July 24, 2009
There is a lot of hype surrounding cloud and I'm usually not one to join the hype but in the case of cloud-based backup and disaster recovery services (I'm trying to use the IT service continuity but it hasn't caught on yet), these service are available today and they address major pain points in IT operations and organizations of all sizes can leverage these services, not just small and medium businesses.
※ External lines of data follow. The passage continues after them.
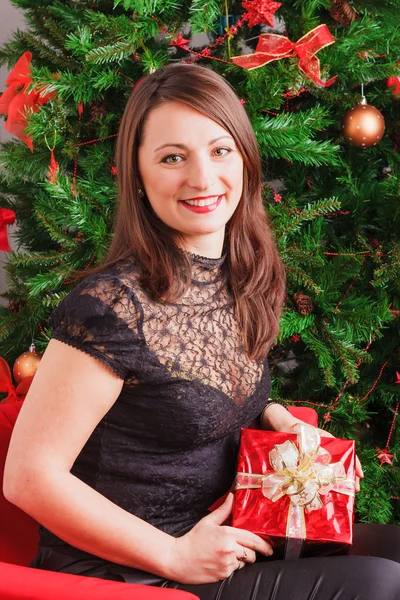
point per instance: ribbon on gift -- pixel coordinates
(16, 99)
(7, 217)
(14, 394)
(303, 472)
(274, 47)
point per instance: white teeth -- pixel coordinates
(206, 202)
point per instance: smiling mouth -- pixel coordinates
(203, 201)
(203, 205)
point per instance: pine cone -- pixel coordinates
(343, 13)
(303, 303)
(98, 108)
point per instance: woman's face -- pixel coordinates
(192, 174)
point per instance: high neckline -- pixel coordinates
(207, 262)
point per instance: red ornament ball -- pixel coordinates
(363, 126)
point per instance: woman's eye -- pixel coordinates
(222, 151)
(172, 159)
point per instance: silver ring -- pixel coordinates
(244, 555)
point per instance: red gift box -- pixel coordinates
(296, 491)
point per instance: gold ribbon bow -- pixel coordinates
(303, 472)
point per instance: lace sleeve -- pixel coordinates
(98, 317)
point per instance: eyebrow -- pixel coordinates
(178, 145)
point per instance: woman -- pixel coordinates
(158, 358)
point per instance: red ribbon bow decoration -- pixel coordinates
(15, 394)
(7, 217)
(15, 100)
(274, 47)
(395, 83)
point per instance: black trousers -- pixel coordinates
(370, 572)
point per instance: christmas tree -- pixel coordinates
(331, 186)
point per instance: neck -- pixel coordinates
(210, 245)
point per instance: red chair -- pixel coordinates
(19, 539)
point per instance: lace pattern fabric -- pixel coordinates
(167, 448)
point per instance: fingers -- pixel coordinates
(251, 541)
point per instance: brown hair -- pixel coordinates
(256, 274)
Storage-as-a-Service is relatively new. Today the main value proposition is as a cloud target for on-premise deployments of backup and archiving software. If you have a need to retain data for extended periods of time (1 year plus in most cases) tape is still the more cost effective option given it's low capital acquisition cost and removability. If you have long term data retention needs and you want to eliminate tape, that's where a cloud storage target comes in. Electronically vault that data to a storage-as-service provider who can store that data at cents per GB. You just can't beat the economies of scale these providers are able to achieve.
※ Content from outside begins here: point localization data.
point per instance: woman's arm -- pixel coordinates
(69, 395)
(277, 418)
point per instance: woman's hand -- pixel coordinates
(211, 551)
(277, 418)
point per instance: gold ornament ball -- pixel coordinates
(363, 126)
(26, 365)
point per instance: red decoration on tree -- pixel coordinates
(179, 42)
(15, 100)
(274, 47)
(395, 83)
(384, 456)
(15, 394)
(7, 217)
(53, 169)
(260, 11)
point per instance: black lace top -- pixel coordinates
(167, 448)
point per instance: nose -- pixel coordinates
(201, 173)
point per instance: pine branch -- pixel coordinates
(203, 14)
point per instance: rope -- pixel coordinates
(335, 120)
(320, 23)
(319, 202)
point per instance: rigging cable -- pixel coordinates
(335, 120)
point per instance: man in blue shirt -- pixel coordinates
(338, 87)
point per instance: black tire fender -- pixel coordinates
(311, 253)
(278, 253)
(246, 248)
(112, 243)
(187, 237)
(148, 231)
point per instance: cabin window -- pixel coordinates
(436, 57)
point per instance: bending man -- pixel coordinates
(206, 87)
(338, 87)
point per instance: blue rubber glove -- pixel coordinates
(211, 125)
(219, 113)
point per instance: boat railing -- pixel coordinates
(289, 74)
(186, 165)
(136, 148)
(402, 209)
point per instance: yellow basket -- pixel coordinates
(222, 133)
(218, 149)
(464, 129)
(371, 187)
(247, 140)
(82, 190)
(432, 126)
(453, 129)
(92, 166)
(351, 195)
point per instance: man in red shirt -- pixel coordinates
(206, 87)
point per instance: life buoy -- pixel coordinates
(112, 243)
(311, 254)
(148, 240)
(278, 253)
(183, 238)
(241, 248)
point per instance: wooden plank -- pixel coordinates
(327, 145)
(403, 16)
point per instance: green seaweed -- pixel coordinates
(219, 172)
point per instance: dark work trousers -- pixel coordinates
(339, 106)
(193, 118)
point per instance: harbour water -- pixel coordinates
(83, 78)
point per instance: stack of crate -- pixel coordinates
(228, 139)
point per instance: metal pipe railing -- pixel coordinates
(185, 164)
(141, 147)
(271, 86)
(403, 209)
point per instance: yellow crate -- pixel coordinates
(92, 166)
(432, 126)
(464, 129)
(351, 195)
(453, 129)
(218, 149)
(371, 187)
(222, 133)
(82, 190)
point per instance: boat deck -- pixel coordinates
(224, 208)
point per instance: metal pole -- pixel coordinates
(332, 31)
If you're a small business and you don't have the staff to implement and manage a backup solution or if you're an enterprise and you're looking for a PC backup or a remote office backup solution, I think it's worthwhile to compare the three year total cost of ownership of an on-premise solution versus backup-as-a-service.
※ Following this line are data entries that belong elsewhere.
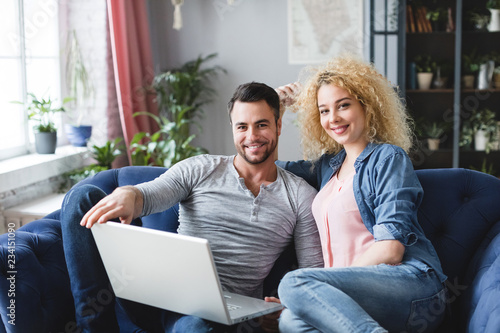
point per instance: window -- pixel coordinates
(29, 62)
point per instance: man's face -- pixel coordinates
(255, 131)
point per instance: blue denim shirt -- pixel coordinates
(388, 194)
If you lack a recovery data center or if you're looking for more a cost-effective solution for your Windows and Linux x86 server farms, I recommend that you evaluate new virtual recovery services. And for anyone who is about to renew their DR services contract, you should evaluate these new services before you resign for another three years of tape-based recovery to oversubscribed, shared IT hardware. These services fill the gap between DR services that rely on replication to dedicated IT hardware which are far too expensive for most organization and tape-based recovery to shared IT hardware, which while affordable, do not meet the recovery time and recovery point requirements of organizations from small to large and acoross industries.
And of course, if you're focused on the availability and recovery of email in particular, well there is a laundry list of service providers that focus cloud-based services for email from including continuity of service, recovery, archiving and if you wanted to, just move your email to the cloud period.
These services already have a toehold in the US but in order to expand into Canada and to Europe, these service providers are busily opening up data centers in these regions. In Canada and the EU, data privacy laws restrict the transfer of data containing personally identifiable information out of region or to a country that doesn't meet the standard of its own privacy laws.
Perhaps I'm too bullish on these services, perhaps organizations still have security concerns with cloud-based services but I think evey IT operations professional must now seriously consider these services when evaluating any backup or DR offering.